#12: After Diane di Prima

The wonderful China Martens published a new zine after a writing class with Ariel Gore.

Here’s my contribution.

Mandatory Evacuation Readiness

It’s a slow snowfall now, falling in beautiful, fat pieces, artful and calm, peaceful. 

Two months ago, the sky was red-orange, ash filled the bird plates, their water. A bull elk and a rabbit lay close by each other and nearby, resting, chewing, breathing the hard air. Text messages came through from the county, then the mandatory evacuation notice, then the alarming alarm. 

I left the wild turkeys to the fates. The elk. All my little bird friends. The slow-flighted magpies. Told them to listen to their instincts, as if they’d ever forget. Then joined the one-lane slog of humanity, going through one intersection to take one of three two-lane highways out of the mountains.

Before that, I’d evacuated from the soul-dying of a life I’d worked so hard to build, a community I’d given so much to, a human being I had tried to keep at arm’s length but they wouldn’t have it. They’re that kind of person and what I learned is that so many people are, people who are dependent on violence to make their way through. Or someone hurt them and they’re always looking to get hurt and they’ll figure a way to make it look bad for everyone around them. It’s hard and sad. But you have to keep your eyes open. You know.

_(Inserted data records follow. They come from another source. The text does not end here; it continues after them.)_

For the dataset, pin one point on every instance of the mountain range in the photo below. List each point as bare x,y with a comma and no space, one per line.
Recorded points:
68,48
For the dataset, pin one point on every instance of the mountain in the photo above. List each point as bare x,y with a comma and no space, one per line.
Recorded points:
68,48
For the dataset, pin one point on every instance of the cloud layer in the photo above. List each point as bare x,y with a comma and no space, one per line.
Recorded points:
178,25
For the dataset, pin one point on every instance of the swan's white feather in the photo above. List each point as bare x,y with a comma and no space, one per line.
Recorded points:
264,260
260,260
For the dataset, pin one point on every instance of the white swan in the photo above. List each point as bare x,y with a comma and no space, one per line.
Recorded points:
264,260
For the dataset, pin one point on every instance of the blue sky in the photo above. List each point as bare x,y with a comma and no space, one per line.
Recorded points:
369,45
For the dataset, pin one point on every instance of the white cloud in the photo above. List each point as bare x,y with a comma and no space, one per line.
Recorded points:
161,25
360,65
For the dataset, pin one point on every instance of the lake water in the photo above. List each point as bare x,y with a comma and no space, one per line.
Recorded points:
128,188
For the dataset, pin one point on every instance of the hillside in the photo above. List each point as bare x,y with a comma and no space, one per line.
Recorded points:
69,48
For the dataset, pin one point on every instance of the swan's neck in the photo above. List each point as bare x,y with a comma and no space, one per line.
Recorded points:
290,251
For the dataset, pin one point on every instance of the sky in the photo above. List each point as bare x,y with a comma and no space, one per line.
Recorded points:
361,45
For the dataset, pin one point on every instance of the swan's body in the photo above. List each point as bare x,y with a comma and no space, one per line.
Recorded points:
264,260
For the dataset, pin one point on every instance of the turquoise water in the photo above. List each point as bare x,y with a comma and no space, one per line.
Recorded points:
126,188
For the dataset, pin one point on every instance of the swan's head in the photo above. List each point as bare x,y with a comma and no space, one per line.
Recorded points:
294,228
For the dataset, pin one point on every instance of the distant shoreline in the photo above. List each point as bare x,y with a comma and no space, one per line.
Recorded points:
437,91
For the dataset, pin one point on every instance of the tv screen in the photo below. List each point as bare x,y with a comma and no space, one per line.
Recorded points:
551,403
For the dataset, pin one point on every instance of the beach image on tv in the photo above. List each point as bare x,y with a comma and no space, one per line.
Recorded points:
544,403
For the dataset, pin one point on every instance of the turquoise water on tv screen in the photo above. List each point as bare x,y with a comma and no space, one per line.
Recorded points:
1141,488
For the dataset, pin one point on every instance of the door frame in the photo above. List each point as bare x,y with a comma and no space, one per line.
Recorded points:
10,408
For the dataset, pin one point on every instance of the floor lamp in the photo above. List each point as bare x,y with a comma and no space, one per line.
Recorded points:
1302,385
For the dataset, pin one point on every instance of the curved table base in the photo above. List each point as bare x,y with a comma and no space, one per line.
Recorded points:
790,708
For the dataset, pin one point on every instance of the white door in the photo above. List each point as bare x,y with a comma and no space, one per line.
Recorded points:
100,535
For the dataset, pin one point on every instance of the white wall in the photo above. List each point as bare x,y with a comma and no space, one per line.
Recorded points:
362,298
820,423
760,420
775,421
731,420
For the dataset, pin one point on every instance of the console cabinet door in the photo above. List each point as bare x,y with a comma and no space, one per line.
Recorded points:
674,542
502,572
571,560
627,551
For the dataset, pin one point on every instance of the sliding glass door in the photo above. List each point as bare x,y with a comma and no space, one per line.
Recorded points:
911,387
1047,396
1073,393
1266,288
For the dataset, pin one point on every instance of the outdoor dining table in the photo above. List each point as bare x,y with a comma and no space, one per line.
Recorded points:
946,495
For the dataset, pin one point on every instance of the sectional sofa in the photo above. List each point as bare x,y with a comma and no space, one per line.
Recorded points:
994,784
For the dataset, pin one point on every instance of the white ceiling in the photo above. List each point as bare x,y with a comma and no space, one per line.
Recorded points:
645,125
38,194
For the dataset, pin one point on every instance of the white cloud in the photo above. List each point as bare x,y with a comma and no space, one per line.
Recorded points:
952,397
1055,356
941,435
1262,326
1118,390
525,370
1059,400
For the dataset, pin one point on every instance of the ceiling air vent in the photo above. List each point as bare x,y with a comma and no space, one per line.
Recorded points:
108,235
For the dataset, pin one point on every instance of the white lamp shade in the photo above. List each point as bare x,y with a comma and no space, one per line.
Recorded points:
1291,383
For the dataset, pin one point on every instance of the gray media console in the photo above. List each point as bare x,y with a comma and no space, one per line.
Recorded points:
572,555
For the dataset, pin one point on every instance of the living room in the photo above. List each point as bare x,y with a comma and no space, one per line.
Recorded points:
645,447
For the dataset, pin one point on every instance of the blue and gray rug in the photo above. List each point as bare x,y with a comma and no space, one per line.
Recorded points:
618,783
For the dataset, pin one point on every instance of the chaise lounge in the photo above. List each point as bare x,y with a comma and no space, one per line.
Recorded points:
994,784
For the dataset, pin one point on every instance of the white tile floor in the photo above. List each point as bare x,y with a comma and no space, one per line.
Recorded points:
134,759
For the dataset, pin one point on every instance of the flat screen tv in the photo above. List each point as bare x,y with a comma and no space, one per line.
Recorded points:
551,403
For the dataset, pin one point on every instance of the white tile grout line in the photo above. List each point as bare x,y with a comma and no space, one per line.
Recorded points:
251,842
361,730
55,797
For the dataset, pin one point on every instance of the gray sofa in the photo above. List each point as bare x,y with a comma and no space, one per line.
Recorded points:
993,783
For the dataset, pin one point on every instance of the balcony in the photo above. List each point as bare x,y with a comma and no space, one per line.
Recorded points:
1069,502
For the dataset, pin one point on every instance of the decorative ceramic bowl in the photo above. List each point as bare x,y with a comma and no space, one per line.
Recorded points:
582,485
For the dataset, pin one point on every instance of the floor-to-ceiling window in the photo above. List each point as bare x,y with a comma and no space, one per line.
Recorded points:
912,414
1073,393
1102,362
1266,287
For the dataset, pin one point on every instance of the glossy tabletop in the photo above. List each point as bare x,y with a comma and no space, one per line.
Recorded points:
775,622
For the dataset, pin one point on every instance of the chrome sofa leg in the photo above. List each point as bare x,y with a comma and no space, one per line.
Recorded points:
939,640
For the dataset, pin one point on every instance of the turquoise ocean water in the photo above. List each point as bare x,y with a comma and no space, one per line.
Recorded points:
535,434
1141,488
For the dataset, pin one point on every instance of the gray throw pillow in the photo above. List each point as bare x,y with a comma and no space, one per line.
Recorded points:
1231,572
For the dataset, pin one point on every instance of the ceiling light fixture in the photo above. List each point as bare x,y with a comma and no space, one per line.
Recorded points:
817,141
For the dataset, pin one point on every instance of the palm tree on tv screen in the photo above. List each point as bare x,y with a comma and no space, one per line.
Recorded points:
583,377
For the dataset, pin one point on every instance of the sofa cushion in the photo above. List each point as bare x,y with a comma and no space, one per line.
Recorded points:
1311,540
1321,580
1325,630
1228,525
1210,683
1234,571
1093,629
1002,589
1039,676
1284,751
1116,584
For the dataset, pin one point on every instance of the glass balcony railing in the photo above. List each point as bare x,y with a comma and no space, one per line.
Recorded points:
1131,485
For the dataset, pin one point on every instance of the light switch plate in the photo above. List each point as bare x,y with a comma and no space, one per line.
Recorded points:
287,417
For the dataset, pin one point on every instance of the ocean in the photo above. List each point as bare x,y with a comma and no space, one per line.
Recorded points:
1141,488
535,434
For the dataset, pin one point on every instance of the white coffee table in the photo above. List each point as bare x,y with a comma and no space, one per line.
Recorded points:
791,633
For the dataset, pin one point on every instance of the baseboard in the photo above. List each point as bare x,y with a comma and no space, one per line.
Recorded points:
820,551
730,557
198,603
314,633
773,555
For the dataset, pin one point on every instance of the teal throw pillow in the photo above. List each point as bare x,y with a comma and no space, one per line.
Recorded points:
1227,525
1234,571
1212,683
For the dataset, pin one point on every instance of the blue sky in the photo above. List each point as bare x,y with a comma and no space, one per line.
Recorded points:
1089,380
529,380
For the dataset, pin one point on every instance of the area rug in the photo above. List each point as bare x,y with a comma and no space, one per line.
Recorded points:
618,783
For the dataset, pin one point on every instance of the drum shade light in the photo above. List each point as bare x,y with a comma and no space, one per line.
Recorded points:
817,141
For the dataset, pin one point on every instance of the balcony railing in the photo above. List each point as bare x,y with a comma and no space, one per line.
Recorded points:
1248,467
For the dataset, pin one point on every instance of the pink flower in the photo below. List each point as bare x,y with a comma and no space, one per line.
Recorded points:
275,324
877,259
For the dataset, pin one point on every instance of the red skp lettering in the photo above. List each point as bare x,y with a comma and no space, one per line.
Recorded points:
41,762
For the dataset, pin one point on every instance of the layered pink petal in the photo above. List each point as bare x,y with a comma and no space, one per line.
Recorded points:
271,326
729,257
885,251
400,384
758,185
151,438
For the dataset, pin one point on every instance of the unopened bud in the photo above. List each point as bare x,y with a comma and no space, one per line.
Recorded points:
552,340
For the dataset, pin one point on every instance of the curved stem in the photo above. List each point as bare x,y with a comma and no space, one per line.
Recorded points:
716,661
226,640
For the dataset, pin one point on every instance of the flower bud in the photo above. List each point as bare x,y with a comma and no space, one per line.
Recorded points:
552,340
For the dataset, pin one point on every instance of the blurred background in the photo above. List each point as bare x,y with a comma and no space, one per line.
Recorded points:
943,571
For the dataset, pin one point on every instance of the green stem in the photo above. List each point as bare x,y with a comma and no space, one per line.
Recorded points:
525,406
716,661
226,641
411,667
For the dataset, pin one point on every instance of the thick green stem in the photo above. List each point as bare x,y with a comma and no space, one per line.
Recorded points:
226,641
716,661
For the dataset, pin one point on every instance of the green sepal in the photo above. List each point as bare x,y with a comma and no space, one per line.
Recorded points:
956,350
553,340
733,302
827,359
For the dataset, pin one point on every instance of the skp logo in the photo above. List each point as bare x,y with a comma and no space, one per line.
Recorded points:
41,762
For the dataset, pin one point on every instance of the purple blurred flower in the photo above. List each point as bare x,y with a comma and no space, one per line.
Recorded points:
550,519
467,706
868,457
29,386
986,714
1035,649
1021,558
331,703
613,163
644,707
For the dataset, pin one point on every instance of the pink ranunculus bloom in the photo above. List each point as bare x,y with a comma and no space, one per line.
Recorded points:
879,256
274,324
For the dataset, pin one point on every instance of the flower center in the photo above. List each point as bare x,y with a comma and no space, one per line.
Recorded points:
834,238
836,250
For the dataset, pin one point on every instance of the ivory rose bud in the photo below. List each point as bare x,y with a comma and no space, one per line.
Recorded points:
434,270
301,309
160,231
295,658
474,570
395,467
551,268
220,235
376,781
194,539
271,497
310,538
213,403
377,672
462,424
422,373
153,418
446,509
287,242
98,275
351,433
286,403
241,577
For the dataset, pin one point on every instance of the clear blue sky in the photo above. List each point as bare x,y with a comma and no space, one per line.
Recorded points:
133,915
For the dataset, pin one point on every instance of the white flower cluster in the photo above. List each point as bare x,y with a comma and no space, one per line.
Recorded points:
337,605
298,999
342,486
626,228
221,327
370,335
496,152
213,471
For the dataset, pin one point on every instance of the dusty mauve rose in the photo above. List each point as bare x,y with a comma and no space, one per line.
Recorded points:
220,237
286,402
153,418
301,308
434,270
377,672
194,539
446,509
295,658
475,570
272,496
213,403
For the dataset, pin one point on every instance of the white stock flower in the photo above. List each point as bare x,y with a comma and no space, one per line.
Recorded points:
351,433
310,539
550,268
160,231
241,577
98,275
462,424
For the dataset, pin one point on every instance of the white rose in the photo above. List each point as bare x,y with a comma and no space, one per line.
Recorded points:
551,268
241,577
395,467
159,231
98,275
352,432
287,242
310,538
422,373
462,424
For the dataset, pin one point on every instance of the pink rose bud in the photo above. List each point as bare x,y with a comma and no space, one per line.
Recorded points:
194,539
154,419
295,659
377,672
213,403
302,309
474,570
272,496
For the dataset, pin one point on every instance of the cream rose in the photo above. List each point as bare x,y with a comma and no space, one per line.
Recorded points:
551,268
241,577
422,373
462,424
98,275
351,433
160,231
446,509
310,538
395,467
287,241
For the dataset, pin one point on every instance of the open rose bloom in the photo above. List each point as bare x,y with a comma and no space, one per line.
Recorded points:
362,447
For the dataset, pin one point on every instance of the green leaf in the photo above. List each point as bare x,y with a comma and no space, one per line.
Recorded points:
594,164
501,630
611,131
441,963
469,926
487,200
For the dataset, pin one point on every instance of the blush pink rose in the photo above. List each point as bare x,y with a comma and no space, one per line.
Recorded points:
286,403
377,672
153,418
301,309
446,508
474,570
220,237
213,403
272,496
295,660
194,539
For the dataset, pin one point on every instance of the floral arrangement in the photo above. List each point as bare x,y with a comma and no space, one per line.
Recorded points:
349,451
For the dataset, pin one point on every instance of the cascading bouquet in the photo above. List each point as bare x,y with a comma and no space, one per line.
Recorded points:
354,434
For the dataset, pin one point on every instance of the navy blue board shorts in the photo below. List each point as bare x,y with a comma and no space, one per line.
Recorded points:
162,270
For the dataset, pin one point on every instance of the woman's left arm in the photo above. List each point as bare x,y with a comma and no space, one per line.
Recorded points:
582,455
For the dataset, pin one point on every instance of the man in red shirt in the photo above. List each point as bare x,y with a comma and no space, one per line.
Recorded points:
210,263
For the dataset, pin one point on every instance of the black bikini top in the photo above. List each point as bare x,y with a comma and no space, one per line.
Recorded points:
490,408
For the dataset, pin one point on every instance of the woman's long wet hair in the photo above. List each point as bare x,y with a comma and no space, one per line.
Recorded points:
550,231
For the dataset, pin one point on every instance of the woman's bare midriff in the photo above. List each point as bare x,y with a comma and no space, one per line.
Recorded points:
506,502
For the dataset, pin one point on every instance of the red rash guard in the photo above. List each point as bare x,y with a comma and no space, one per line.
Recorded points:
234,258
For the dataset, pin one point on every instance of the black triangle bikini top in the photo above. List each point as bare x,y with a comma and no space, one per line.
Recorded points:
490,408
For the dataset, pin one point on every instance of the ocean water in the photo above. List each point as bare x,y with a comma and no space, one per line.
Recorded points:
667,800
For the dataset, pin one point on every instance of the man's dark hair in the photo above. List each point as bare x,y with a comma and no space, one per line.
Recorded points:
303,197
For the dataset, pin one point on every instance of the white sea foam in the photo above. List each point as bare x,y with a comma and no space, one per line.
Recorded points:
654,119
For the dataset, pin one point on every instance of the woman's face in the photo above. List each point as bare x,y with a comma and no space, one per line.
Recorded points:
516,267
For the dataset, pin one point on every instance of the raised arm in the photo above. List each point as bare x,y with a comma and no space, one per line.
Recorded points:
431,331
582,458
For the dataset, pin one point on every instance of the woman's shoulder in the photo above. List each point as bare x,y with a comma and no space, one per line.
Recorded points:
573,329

So, here’s the evacuation list because I’m always leaving and know a thing or two about leaving even when my timing is off. I was raised by someone who had to stay out of obligation, but was always leaving, too. Part credit goes to her though she would disown most of it, my good mother, sweet good mother:

  1. Know where you’ll go. It seems like this should go further down the list, but if I put it there, I wouldn’t be preparing you for the inevitable.
  2. Give birth someone who’ll care for you if you can. This step can go in place of 1.
  3. Take care of people but don’t count on reciprocity. Take best care of people who understand reciprocity. Trust your instincts on this. Do not doubt your instincts. There are people just waiting to make a story out of you after taking everything that’s precious to you. There are people just waiting to play out their psychic dramas on your head. You’ll know.
  4. Don’t let anyone make you feel shitty for surviving or for how you survived.
  5. Don’t let anyone take your life for their own. Don’t let anyone tell you shit you know is false. Smile. Nod. Run away.
  6. Remember history. They always burn the women. Make sure your horse is well cared for. Take the best care of your horse. Don’t let anyone shame you for keeping an eye out for yourself, for your horse. Anyone who shames you for taking care of your horse is not on your side. Remember that.
  7. Logistical details: 
    • food, fuel, water, beloved pets, layers of clothing, a radio, don’t rely on anything digital if you can help it, know the address and name of where you’re going, write it down because you’ll forget, never underestimate panic. Know your Go: Your Go-Box and Go-Bag protocols. Practice them each night. Don’t let yourself get sloppy during the day. 
    • When you must flee, always slow down for wild animals. Human civilization depends on wild animals even though most humans don’t know that and act like the earth is superfluous which is why you’re fleeing in the first place. This is always applicable. People who don’t know this are untrustworthy. Remember that.
    • Other logistical details: have a solid disposition even if other people don’t like it. They’re not on your side. Remember that. A pure, as in unfiltered and unflinching, knowledge of human nature. No shame especially by people who claim not to shame. Beware cliques and such. Lone wolf it as much as possible. Keep that to yourself, though. Have a proper perspective and vast quantities of paranoia, well-hidden, stored out of sight, keep the hand you’re dealt close to your chest. 
    • Travel light.
    • If you can, offer shelter only to the trustworthy, those who can keep secrets, who have your back, who love you, but love themselves, too, understand the preciousness of having a soul. If you have doubts, listen to them with ferocious love for your own intuition. Those who love you most trust you to trust them.
    • Most importantly, offer shelter, especially to people who are dependent for no reason you can figure, be generous to a fault, even allowing others to play out their psychic dramas on your head, remembering not to expect reciprocity. If you survive, and you will, your soul is the most important thing.
    • Note on firearms: Go unarmed to every conflict. It’s just a thing I believe. Maybe it’s just a thing I say. Maybe it’s about my soul.